Ce n’est pas que Camus ait jamais cru à l’innocence première,
disparue le jour du péché — l’idée du péché
était sans doute l’une de celles qui pouvaient lui être
le plus étrangères. Il pensait que l’innocence est bien
en effet l’état où se trouve l’homme avant la chute.
Mais quel est cet état ? Et qu’est-ce que cette chute ? »
Et Bloch-Michel d’exposer que l’innocence camusienne ne s’oppose pas
au crime, mais au malheur. Mais le bonheur (donc l’innocence) est
chose passagère. Vient la réflexion. Dès que
l’on sait, il y a chute, — et malheur. S’y résigner, ce
serait « se résigner à la perte de l’innocence…
accepter le monde tel qu’il est, l’Histoire…». Une fois que
l’on a compris cette filiation — on voudrait dire cette
dialectique, mais le mot a été déshonoré —
on comprend du même coup le sens, pour Camus, de la révolte,
qui est, contre l’Exil, aspiration au Royaume, et l’un des aspects
qui relient le plus authentiquement l’œuvre — Bloch-Michel, dans
son article, n’a pu s’y étendre, mais nous a confié son
désir de traiter quelque jour ce point capital — à la
pensée libertaire.
Deux
texte étranges
Il
nous reste à brièvement signaler deux textes qui, même
si le premier ne répond certainement pas à une
intention fâcheuse, ne laissent pas, chacun à sa
manière, d’être assez déroutants. Roger Quilliot,
on le sait, a naguère écrit sur Camus un excellent
ouvrage. « La mer et les prisons », où pour
présenter la pensée de l’auteur de « L’Étranger »,
il a fait preuve de la compréhension la plus méritoire.

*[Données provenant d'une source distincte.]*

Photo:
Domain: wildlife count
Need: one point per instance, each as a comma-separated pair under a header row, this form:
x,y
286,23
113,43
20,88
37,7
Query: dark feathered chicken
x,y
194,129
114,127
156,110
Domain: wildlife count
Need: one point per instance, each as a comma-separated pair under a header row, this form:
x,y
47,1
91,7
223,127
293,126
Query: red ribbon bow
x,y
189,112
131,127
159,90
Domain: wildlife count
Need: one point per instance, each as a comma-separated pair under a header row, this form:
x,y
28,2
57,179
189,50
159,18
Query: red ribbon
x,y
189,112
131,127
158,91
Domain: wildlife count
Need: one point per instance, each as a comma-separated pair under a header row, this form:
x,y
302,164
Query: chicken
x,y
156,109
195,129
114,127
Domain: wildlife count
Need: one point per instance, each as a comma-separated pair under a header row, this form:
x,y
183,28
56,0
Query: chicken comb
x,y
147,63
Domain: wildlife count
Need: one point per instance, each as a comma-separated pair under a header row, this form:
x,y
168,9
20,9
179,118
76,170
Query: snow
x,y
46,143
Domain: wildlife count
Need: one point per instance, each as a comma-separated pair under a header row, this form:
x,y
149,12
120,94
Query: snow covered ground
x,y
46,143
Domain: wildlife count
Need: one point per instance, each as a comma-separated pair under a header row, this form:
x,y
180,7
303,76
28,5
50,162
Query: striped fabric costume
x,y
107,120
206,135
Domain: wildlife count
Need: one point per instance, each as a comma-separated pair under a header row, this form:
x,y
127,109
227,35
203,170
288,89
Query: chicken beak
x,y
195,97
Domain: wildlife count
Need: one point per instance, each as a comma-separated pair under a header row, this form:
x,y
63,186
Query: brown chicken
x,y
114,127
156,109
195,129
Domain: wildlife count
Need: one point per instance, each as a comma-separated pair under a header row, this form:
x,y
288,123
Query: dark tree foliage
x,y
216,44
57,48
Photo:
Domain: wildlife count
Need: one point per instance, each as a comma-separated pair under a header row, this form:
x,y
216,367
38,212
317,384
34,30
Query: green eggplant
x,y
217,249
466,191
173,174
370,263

Malheureusement, il semble que Quilliot ait été, cette
fois-ci du moins, dans l’expression de ce qu’il avait à dire,
victime de sa propre pénétration. L’on conçoit
que, désireux de définir le monde selon Camus, il l’ait
appelé « Un monde ambigu » (« Preuves »,
avril), mais, par un glissement regrettable, Quilliot n’est pas sans
laisser à son lecteur l’impression que Camus lui-même
participerait de cette ambiguïté du réel tel qu’il
le voyait. Bien plus, par une insigne maladresse, notre critique va
jusqu’à écrire : « Aujourd’hui comme hier, Camus
reste douteux. » Sans doute a‑t-il voulu écrire
« problématique », mais quand même ! Que Roger
Quilliot veuille bien excuser ceux qui savent assez le sens des mots
en français pour avoir gardé de son essai un indéniable
malaise…
Mais
l’article qu’un certain Antonio Fontan a donné dans « La
Table ronde » de février, « Camus entre le paganisme
et le christianisme », mérite d’être d’autant plus
spécialement épinglé, qu’il constitue, à
la différence des pages seulement un peu malheureuses de R.
Quilliot, un scandale dont le moins qu’on puisse dire est qu’il est
intentionnel. Inutile, au reste, de nous étendre sur le cas.
Jean Bloch-Michel a suffisamment, dans « Preuves » même,
dit son fait à ce sujet du caudillo apparemment émissaire
de l’Opus dei et dont la seule préoccupation semble avoir été
de mettre en garde la jeunesse bien-pensante contre la séduction
de l’art de Camus, lequel, à en croire ce trop bon catholique,
ne serait, au fond, qu’un sombre nihiliste doublé d’un
amuseur. Pour — et par-dessus le marché dans un numéro
d’hommage — publier pareille prose, qu’est-il donc arrivé à
la revue de la rue Garancière, que l’on avait jusque-là
pu croire moins lamentablement inféodée aux interdits
de l’intégrisme ?
S.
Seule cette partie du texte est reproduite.